In previous ages, as Frayling points out, the millennialist vapour seems to have been brewed up by people at the edge of things: whether the strange medieval sects imagining catastrophe and redemption at the first millennium, or the political militants who dreamed of pressing on with the revolutionary changes of the late 18th century. But this time the government is firmly in on the act. Having scaled down and indeed sold off many of its historical responsibilities, it will use the Millennium Fund, a more or less uniquely British contrivance, to build lasting monuments even if they do have to stand in for real achievements.
The lottery has been criticized for milking the poor to subsidize opera for the rich, or to keep teetering Tory MPs with a vault of ancestral papers to sell out of the bankruptcy court. But it also works more generally to adjust the balance between Fortune and accountability, between Providence and planning. As for history, this becomes either a junkyard or a laser-enhanced spectacular. These may be disconnected times, but we certainly know how to make a festival out of a centenary or anniversary. Every year produces a new list, and the events are good for everyone: arts administrators, artists in search of commissions, sponsors, and bouncy castle operators too. By the time the millennium arrives as the biggest of these festive spectaculars, we will be hard put to remember that people once thought of history as self-creation rather than fireworks, and built great hopes on the idea that people were able to make it move one way rather than another.
Some in the contemporary art world stand at a leery distance from all this, even as they fill in the application forms. But many have adjusted to the climate. So we have an aesthetics of fragmentation, which co-exists uneasily with the scaling down of the welfare state. Conferences sloganize about ‘the end of Subjection’, at the same time as global developments guarantee its long-term extension.
Many contemporary artists are showing a considerable appetite for millennialist morbidity, as a state-of-the-art exhibition which opens at the Tate next week, Rites Of Passage, indicates.
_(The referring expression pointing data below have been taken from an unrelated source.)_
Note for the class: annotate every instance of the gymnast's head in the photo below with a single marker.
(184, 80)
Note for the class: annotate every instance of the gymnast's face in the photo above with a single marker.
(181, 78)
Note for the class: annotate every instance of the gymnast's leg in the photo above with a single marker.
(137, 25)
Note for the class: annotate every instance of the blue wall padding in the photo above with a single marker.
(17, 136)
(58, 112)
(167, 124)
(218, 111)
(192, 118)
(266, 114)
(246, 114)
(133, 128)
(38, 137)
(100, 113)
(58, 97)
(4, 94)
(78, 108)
Today’s installation artists take lugubrious pleasure in portraying the last days of the 20th century as a cosmic pile-up. Their work is full of submerged religiosity, dismembered and pierced bodies. The exhibition includes Miroslaw Balka’s early scarred figures and John Coplans’s huge segmented self portraits.
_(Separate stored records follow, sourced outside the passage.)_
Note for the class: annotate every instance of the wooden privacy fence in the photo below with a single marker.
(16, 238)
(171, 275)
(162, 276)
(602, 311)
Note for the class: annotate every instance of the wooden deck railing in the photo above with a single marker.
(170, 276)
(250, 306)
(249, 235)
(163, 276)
Aids was converted into a symbolic plague before its awful reality had really even been registered. Meanwhile, the catalogue writers ransack early 20th century anthropology to find an amenable rhetoric of rites of passage, threshold states and fetishization. The idea that art should ‘make sense’ may be as incurably passé as truth and beauty, but the more knowing approach, which sets out only to ‘stage the condition’ of the world can easily end up by affirming it.
Meanwhile, time seems to be running out on the idea of transgression, which has gone through several generations since the early 20th century gestures of Marcel Duchamp. It was one thing to ‘challenge perceptions and transgress the norms of society at the height of bourgeois culture, but what becomes of such an endeavour now that history has pulled so many of those ‘norms’ apart?
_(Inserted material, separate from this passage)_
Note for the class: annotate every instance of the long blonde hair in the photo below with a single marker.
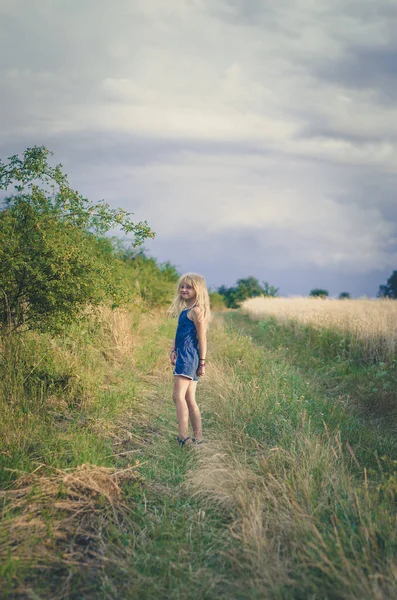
(202, 299)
As for installation art, the whole world seems to aspire to this condition nowadays. It is not just in the art gallery that we find a profusion of information combined with a loss of conventional meaning; or a tendency for things, both living and dead, to appear in unprecedented and apparently arbitrary relationship with one another.
Doubtless, there are considerable artistic opportunities here, but there is plenty of room for abject failure too. There is already too much stylized doom and gloom around. And there is a new academicism too: a retreat into the self-referring world of the gallery where one installation quotes another while defensive critics reinvent the once-hated enclosure of ‘art’ to protect them from the rude world outside.
One response is just to turn up the transgression. As the curator and critic, David A Mellor, remarks: ‘Something very disturbing is going on with the body in contemporary iconography.’ It may be ‘extremely difficult for artists to trump media images’ nowadays, but history has actually been outrunning the avant-garde throughout the century. The futurists were overtaken by the Somme; and surrealism had no answer to Auschwitz.
As for the postmodernists who were so enthusiastic about the collapse of the imperfect ‘grand narratives’ of the western enlightenment, their confirmation now goes by many names—including Bosnia, Algeria and Rwanda . . .
Charles Saatchi may continue to collect heads of blood and dancing chicken legs, but outside his influential freezer the idea of transgression is acquiring the quaint look of a mannerist gesture preserved from a lost age. Come the millennium, there will certainly be some artists peddling semi-apocalyptic kitsch and smirking from the sidelines. But the better ones will sorely feel differently inclined. Perhaps they and their theorists will have tired of the joys of disintegration and realized that neither the recovery of norms nor the derided difficulties of ‘making sense’, are safely abandoned to the fundamentalists.